My pledge is to show these children a brave face. Whatever ambivalence or misgivings I feel about this new life, I will greet them with a cheerful exuberance. Perhaps one day in decades to come, Ellie and Emma will read these words in some form. I want their reaction to be, “wow, I had no idea the old man was anything other than thrilled at the situation.” If that happens, I will feel it was mission accomplished.
And so at night, when the children lay down their heads on their respective pillows and drift away, I take stock of how much in my life changed in 2013. I lost two people important to me—my aunt Polly, and my former mother-in-law, Linda. I also took in two grandchildren of tender years. I came to a rapprochement of sorts with my ex-wife. What a terribly alien landscape I now inhabit.

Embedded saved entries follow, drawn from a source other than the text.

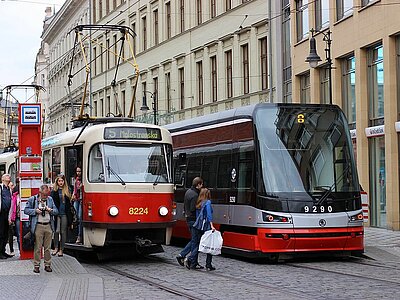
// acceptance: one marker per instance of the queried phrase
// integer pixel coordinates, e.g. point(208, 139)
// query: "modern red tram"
point(282, 177)
point(127, 178)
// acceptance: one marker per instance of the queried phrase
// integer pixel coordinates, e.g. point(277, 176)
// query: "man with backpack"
point(189, 203)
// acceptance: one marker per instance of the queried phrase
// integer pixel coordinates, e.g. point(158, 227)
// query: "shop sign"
point(375, 131)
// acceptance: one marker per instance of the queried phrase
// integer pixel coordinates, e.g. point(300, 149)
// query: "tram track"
point(314, 268)
point(150, 282)
point(266, 286)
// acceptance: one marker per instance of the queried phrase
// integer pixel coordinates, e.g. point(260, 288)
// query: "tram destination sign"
point(132, 133)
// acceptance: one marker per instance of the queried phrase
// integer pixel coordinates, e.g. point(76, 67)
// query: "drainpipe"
point(270, 81)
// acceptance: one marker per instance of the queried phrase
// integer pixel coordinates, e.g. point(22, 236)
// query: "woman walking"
point(62, 199)
point(204, 200)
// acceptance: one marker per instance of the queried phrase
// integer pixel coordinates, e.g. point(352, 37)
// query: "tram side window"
point(224, 172)
point(209, 173)
point(46, 167)
point(179, 170)
point(96, 173)
point(2, 169)
point(56, 163)
point(193, 170)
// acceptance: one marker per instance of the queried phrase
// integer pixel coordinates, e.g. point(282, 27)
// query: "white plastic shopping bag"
point(211, 242)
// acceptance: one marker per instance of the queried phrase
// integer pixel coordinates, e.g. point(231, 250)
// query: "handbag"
point(201, 220)
point(211, 242)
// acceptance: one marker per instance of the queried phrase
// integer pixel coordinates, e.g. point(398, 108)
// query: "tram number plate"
point(318, 209)
point(138, 210)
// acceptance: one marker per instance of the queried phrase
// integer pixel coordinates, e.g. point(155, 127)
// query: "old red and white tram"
point(126, 173)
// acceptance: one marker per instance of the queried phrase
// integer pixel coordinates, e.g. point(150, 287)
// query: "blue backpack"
point(201, 220)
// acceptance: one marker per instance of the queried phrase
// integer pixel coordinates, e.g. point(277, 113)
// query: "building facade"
point(194, 57)
point(365, 52)
point(58, 41)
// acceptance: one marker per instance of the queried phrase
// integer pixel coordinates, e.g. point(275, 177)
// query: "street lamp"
point(313, 58)
point(144, 106)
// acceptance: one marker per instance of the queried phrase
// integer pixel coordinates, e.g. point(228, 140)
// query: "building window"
point(287, 61)
point(213, 8)
point(101, 8)
point(94, 11)
point(200, 81)
point(228, 64)
point(133, 26)
point(115, 50)
point(245, 66)
point(156, 27)
point(302, 19)
point(94, 61)
point(168, 91)
point(349, 89)
point(168, 9)
point(181, 88)
point(199, 11)
point(375, 85)
point(228, 5)
point(264, 63)
point(214, 81)
point(344, 8)
point(108, 57)
point(123, 101)
point(182, 14)
point(321, 14)
point(324, 84)
point(155, 94)
point(305, 88)
point(366, 2)
point(144, 23)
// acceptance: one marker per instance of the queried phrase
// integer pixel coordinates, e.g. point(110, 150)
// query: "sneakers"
point(180, 260)
point(48, 269)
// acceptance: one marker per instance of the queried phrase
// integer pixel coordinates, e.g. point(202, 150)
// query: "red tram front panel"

When I lay this 50-year-old body down to rest and marvel at the new aches and pains that were not present a few weeks earlier; when I replay the argument over whether a four-year-old can eat Laffy Taffy for breakfast instead of the nutritious meal I planned; when I go online and search the bank account for extra money to pay for the day-care tuition, infant formula, disposable diapers, and child’s new winter coat as my salad days slip away from me; when I ponder origins and destinies of my loved ones — I always ask myself one searing question: Would I do it all over again if I had the chance to reconsider my decision to take in these children?
Absolutely. There is no hesitation. We do God’s work within these four walls. No regrets live in this house.
But a grumpy old man lives here...An aching, poor, grumpy old man. Yet, strangely, he is happy, too, this grumpy old man. Go figure.